Ich antwortete wieder nicht, und Victoria wandte sich hastig ab. Als sie mich nach einem Augenblick wieder ansah, war ihr Blick schon milder.

„Ich habe mich an meine Kindheit erinnert“, sagte sie. „Fast die ganze Nacht. Weißt du, ich habe mich an Papas Hände erinnert, als er mich getragen hat. Ich bin sicher, dass ich damals noch nicht laufen konnte. Oder vielleicht war es später? Es waren nicht einmal Erinnerungen, sondern es war ein inneres Gefühl. Vor mir standen plötzlich Dinge, von denen ich vorher keine Ahnung hatte. Es ist seltsam – als ob ich wieder ein kleines Mädchen war. Als ob meine Mama mich zum Abendessen gerufen hat. Und dann bin ich zurück in die Realität gekommen.“ Victoria lächelte leicht. „Ich habe sie immer geliebt, aber habe das nicht immer verstanden. Es ist schade, dass ich jetzt nichts mehr ändern kann.“

Ich hörte Victorias Monolog zu und beobachtete, wie sich ihre Lippen bewegten und sich ihre weißen Zähne zeigten. Erst dann bemerkte ich, dass ihre Augen rot waren, vielleicht von Schlaflosigkeit.

„Als Mama krank wurde und ins Krankenhaus kam, habe ich sie nur noch ein paar Mal besucht“, sprach sie weiter. „Es war genau so, als Papa allein geblieben war. Nachts habe ich daran gedacht, wie sehr er auf mich gewartet haben muss. Er muss gehofft haben, dass ich komme, um seinen Kopf zu streicheln, so wie er mich in meiner Kindheit gestreichelt hatte. Er hat mich immer umarmt und meinen Kopf gestreichelt, wenn ich krank war. Er hat erwartet, dass ich komme und sein Weinen höre, auch, dass ich ihn vor allem Schlechten schütze, dass ich ihn in meine Arme nehme und ihn zu einem Ort bringe, wo er in Sicherheit und nicht einsam sein würde.

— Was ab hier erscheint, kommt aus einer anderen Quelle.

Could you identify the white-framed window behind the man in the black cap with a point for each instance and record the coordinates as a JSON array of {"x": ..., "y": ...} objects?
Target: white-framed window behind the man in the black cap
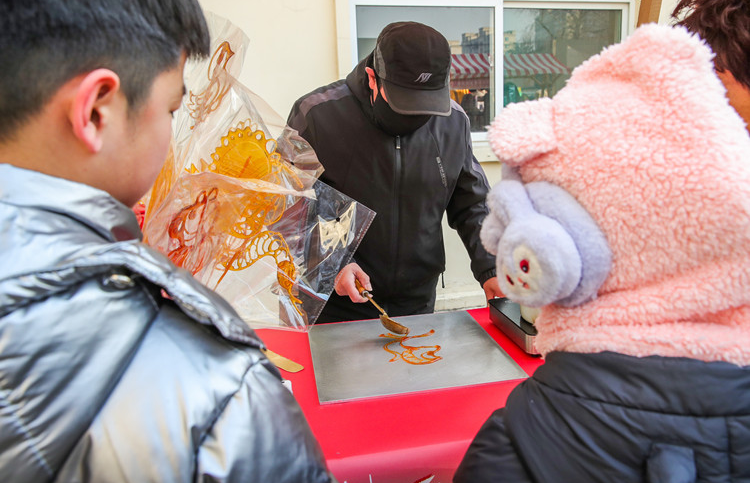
[{"x": 541, "y": 43}]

So, wie er es mit mir getan hat… Es ging ihm schlecht, aber ich habe darüber nicht nachgedacht. Zu ihm zu gehen, war für mich eine langweilige Pflicht. Ich bin immer aus Papas Wohnung herausgesprungen wie eine Gazelle, um zu meinen Freunden zu laufen. Aber jetzt kann ich mich an diese Menschen, meine damaligen Freunde, kaum mehr erinnern. Ich versuche es, aber es ist fast unmöglich. An viele Namen kann ich mich wirklich nicht mehr erinnern. Ich habe es nicht bemerkt, mir war gar nicht bewusst, dass er im Sterben lag… Papa ging allein seinen Weg. Sie haben mich nie bestraft, waren immer tolerant und haben nichts Gutes von mir bekommen.“

Ein Flugzeug flog am Himmel, und wir begleiteten es mit unseren Blicken.

„Haben deine Eltern dich oft bestraft, als du noch ein Kind warst?“, fragte Victoria.

In ihren Augen sah ich aber kein Interesse an der Antwort.

„Ich erinnere mich nicht mehr. Wahrscheinlich nicht. Und wenn ja, wäre es recht.“

Ihr Gesicht reagierte auf meine Worte nicht. Sie setzte fort: „Onkel Boris hat zu meiner Mutter mal gesagt, dass sie mich bestrafen muss, und, wenn die Eltern das Kind nicht bestrafen, Gott es bestrafen wird.“

„Was für ein grimmiger Gedanke“, lächelte ich.

Victoria verstummte und sah mich ernst an.

Wir standen lange am Grab. Die Vögel zwitscherten auf den Zweigen der Bäume. Schließlich sagte Victoria fast unhörbar: „Gehen wir?“

Ich nickte, aber Victoria blieb stehen. Dann legte ich meine Hand auf ihre Schulter: „Also los.“

Sie kehrte gehorsam um und ging neben mir.